Hazem Saghieh
TT

The Struggle over Beirut’s History

Some Lebanese are taking refuge in nostalgia today, as usually happens when one feels that a phase is ending and a way of life is waning. Their current nostalgia revolves around Beirut, their capital. The period they are feeling nostalgic for, their belle époque, is the 1960s in particular.

This decade, while it is appealing universally, is emphatically appealing to the Lebanese. It extends from the settlement reached by the United States and Egypt that made Fouad Chehab president in 1958 until the 1967 war and the subsequent tensions at the border with Israel after the Palestinian resistance was established. The subsequent 1969 Cairo Agreement that announced the state's duality was the climax and the end.

This decade witnessed the flourishing of Lebanese capitalism and its expansion to the peripheries of the country, but it was also characterized by a relatively large degree of stability, an expansion of the middle class and Beirut’s presence, at the same time, at the heart of the world. In that decade, the city seemed simultaneously charming and enchanted.

However, in the Lebanese’ divergent interpretations of their “belle époque”, we find yet another manifestation of their sectarian and cultural contentions. For each of them chooses reasons and meanings different to those of the others. Among the various interpretations, today, two have a strong and somewhat clamorous presence.

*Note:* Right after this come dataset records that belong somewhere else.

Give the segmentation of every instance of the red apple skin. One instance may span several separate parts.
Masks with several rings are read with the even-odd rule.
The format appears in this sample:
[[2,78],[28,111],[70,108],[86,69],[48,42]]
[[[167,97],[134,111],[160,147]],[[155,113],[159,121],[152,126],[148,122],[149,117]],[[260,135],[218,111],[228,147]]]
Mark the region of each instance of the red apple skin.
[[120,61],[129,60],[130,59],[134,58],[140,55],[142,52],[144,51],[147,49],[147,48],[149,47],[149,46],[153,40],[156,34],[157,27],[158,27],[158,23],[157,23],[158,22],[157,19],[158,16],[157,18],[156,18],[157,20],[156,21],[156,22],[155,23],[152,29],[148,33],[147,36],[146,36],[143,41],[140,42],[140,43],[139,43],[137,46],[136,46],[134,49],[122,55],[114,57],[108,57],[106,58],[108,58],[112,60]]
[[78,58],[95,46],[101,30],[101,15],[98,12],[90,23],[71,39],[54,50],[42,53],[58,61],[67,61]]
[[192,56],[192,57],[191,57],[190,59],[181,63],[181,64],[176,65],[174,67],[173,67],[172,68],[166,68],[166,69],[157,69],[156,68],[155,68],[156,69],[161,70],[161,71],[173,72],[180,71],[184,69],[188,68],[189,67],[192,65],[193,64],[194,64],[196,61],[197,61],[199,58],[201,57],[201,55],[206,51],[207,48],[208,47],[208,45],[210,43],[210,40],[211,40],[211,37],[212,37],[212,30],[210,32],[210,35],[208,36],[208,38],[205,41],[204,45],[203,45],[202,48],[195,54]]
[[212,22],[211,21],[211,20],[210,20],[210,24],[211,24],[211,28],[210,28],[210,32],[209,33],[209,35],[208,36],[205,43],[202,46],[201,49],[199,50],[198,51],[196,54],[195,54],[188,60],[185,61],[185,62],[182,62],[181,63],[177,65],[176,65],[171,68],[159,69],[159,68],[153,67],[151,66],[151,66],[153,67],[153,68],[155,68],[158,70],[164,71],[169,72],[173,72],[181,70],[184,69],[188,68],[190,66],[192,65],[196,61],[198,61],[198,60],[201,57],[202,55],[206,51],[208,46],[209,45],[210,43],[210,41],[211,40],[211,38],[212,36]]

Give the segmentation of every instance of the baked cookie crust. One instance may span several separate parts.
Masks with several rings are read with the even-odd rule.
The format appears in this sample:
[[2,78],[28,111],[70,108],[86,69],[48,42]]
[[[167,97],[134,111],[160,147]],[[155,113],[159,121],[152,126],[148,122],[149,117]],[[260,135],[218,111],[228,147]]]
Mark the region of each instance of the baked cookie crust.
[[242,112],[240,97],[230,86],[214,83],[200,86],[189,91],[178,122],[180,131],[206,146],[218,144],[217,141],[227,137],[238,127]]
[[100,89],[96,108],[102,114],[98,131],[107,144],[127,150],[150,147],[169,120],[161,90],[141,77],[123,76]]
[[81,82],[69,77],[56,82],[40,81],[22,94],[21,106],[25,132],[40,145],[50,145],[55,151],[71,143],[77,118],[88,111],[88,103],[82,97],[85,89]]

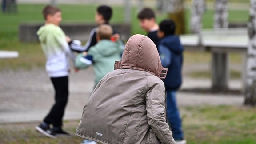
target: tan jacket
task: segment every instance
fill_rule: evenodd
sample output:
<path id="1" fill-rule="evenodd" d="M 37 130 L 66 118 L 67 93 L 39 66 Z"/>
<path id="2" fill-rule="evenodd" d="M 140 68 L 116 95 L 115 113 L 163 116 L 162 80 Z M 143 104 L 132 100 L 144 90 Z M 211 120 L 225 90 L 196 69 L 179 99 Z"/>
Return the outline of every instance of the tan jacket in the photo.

We have a touristic folkloric tale that presents Beirut as a city for foreign visitors, providing them with hotels, cafes, banks and entertainment. Beirut, in this story, is not the capital of every region, including the miserable ones in the south, north and Bekaa, nor is it walled with poor people who were its belt of misery. It is only the capital of a few archaeological sites in Baalbek, Jbeil and Sidon, as well as a few ski resorts in Faqra and Laqlouq. As for the city's makers, they are but a mere handful of the patrons of the tourism and hospitality industries who host musicians and foreign actors and organize folkloric festivals, theater performances and concerts. Bankers and businessmen are the most prominent among them, accompanied by their “velvet salon madams", the crème de la crème.

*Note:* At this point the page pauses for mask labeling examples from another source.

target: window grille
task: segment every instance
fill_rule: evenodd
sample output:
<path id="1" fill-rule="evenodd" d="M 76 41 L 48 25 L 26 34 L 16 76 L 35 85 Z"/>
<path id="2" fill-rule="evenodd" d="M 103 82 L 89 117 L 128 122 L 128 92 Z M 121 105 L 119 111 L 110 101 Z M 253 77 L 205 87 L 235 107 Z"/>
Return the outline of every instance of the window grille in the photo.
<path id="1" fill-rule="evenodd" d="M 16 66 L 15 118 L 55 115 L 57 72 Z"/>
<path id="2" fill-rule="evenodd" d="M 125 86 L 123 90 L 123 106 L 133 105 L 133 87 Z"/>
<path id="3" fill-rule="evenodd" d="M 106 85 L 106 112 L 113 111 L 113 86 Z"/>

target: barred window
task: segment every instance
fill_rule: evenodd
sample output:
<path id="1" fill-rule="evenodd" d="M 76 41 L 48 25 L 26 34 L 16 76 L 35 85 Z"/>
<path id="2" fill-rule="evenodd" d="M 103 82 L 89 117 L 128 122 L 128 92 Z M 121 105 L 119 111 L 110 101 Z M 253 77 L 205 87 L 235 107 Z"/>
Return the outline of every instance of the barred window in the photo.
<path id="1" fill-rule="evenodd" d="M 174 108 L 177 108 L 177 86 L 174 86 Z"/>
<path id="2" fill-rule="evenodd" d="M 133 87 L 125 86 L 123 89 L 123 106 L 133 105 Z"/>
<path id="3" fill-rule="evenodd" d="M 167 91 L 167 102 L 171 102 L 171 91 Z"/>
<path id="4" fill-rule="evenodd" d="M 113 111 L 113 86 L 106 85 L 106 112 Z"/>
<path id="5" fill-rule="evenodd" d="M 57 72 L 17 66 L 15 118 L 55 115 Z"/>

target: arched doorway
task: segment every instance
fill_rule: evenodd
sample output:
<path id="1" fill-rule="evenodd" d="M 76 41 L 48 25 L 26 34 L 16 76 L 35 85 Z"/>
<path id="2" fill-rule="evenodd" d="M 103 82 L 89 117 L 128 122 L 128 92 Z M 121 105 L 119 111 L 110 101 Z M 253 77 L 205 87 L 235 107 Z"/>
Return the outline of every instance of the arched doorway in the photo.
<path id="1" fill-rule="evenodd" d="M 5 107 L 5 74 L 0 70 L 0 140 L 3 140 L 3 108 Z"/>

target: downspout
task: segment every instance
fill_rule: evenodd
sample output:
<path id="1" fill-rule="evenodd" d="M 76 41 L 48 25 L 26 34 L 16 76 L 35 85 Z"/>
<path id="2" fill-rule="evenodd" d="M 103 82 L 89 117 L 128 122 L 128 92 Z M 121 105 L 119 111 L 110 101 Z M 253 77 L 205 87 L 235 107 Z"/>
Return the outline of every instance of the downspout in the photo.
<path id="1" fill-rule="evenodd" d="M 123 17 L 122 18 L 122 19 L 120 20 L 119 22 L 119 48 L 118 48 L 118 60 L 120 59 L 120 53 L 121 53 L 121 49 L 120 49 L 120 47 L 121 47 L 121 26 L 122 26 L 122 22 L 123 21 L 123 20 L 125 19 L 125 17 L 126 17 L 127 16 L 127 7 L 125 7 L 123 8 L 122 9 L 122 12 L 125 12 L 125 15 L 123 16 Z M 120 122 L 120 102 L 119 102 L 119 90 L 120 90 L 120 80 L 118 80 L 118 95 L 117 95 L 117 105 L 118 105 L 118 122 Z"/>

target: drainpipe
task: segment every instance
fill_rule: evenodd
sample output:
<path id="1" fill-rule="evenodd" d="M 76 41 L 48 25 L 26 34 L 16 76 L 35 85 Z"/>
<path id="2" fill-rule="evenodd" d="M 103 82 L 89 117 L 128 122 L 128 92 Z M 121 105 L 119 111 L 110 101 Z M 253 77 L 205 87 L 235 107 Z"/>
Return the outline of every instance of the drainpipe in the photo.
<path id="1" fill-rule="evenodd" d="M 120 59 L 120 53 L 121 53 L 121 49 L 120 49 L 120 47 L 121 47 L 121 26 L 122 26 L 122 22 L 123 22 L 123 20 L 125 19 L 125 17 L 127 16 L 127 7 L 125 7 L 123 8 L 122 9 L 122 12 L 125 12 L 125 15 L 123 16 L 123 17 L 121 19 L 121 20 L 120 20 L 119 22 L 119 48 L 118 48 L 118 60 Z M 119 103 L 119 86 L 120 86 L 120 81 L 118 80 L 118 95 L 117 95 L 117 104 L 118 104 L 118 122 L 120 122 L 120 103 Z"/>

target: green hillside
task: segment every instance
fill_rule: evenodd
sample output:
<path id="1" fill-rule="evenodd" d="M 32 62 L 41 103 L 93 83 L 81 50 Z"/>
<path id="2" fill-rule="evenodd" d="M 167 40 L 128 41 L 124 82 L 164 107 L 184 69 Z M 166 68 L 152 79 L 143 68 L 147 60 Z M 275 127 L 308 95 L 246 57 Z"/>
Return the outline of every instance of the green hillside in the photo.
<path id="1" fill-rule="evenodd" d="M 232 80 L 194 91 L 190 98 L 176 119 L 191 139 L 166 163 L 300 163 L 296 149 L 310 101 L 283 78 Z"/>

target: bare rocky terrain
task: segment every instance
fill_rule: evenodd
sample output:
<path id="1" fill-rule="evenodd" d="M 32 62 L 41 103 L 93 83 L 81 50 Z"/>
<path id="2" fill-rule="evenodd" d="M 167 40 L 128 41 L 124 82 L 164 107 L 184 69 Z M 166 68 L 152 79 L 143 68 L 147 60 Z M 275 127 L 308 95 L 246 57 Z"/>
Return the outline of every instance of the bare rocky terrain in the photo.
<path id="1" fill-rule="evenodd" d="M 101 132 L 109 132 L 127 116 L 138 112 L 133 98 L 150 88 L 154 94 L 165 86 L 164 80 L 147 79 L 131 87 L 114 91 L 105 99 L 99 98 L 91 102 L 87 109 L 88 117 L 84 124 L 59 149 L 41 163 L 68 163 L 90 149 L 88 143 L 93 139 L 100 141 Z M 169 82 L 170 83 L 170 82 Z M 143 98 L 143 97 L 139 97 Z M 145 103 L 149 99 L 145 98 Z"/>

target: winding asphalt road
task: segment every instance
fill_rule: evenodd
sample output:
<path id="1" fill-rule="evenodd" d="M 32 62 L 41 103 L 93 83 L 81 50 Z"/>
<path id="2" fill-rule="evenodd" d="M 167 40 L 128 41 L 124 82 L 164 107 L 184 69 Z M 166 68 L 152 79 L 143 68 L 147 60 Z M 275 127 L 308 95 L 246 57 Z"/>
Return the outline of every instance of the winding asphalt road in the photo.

The counter-narrative to the tourist tale is one of arms; Beirut had become what it became because it welcomed fighters, wrote about fighters, or held demonstrations that called for one sort of conflict or another. According to this story, Beirut is the city that adored Gamal Abdel Nasser and in which the novelist who was assassinated by Israel, Ghassan Kanafani, resided. George Habash and Wadih Haddad, the founders of the Arab Nationalist Movement and the Popular Front for the Liberation of Palestine graduated from its American university, where an Arab Nationalist ideologue, Constantine Zuriek, gave classes.

The tourism narrative is traditionally a Christian one. It was inherited, during the Rafik Hariri era, by the Sunnis, who added an emphasis on construction and reconstruction. The arms narrative, traditionally Sunni, was inherited by the Shiites during the Hezbollah era. They changed its figures and events without altering the centrality of struggle and resistance. Some of its eloquent narrators were brought up in Arab Nationalist and Palestinian parties.

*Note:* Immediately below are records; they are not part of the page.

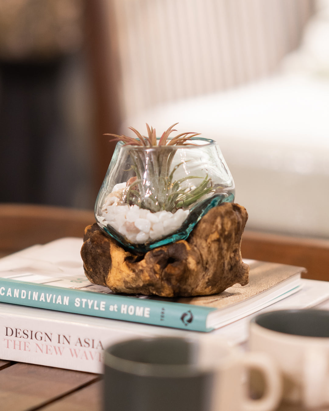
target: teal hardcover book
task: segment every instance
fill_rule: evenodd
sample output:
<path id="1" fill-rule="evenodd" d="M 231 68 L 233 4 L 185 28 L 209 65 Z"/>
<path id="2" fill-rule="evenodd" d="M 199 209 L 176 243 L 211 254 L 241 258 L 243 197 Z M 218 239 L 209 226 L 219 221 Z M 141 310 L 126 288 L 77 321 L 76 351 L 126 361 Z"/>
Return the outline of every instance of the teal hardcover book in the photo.
<path id="1" fill-rule="evenodd" d="M 194 331 L 236 321 L 301 288 L 304 269 L 248 260 L 249 282 L 220 294 L 178 298 L 126 296 L 90 282 L 80 250 L 67 238 L 0 259 L 0 302 Z"/>

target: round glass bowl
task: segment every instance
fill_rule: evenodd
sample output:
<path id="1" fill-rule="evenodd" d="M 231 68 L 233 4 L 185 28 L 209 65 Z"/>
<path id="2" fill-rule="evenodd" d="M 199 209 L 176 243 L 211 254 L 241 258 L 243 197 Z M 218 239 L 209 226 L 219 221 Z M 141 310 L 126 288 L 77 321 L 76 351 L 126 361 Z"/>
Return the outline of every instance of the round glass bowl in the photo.
<path id="1" fill-rule="evenodd" d="M 235 189 L 216 142 L 147 147 L 117 143 L 95 205 L 98 225 L 135 252 L 186 238 Z"/>

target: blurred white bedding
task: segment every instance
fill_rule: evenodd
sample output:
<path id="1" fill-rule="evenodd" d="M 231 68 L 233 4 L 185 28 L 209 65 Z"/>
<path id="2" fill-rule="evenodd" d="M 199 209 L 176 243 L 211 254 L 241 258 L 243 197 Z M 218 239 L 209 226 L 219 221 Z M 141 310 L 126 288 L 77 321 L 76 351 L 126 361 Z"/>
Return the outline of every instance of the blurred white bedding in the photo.
<path id="1" fill-rule="evenodd" d="M 159 106 L 127 119 L 161 134 L 179 122 L 218 142 L 247 227 L 329 236 L 329 79 L 279 74 L 229 91 Z"/>

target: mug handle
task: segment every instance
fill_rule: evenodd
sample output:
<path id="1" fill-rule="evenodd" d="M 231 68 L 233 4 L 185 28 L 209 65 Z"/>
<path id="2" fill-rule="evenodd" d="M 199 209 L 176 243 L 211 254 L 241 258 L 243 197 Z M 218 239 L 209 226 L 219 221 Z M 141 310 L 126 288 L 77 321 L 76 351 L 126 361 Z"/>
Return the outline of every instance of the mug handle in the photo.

In fact, the Beirut of the 1960s is bigger than either narrative makes it out to be. Each of them only tells of fragments of its many parts. The city was not made by businessmen and notables, even with the benevolent efforts on the part of some among them. Their role is dwarfed by the role of those among its sons and immigrants from the peripheries and the outside who worked and toiled, becoming its sons themselves.

Moreover, one of the reasons for Beirut's importance and uniqueness was its role in creating a welcoming society, receiving and embracing strangers and making them feel that they had become part of its fabric. Of course, Beirut is not a demonstration or two or 20 demonstrations, though these mobilizations sometimes manifested the city's vitality and democratic opposition, or the desire of those who felt alienated from it to integrate into it. As for the idea that Beirut could be summed up in one or two plays calling for "arming the masses" (who, fortunately, were not armed at the time), this does not even summarize its theater, let alone the city itself.

The city was, at the same time, its cafés, hotels, restaurants, banks, hospitals, newspapers, publishing houses, universities, cinemas and theaters, those who supported the authorities and those who opposed them, resistance and defeatism and right and left. The Arab intellectuals enthusiastic about fighting a certain enemy flocked to it as did Arab capitalists smuggling their capital out of the countries ruled by militant nationalist regimes with a certain love for arms. Arab and Western tourists came as well. Its Lebanese university produced a new elite that broke the sectarian and territorial centrality of Christian Mount Lebanon, and its American, Jesuit and Arab universities opened it up to the various sources of education from the region and the world, and consequently to the world's many markets, allowing its students to meet each of these markets’ requisites and demands. If we were to sum it up in one word, it would be freedom. This exactly what creates our nostalgia revolves around Beirut, regardless of the parties’ different interpretations of it.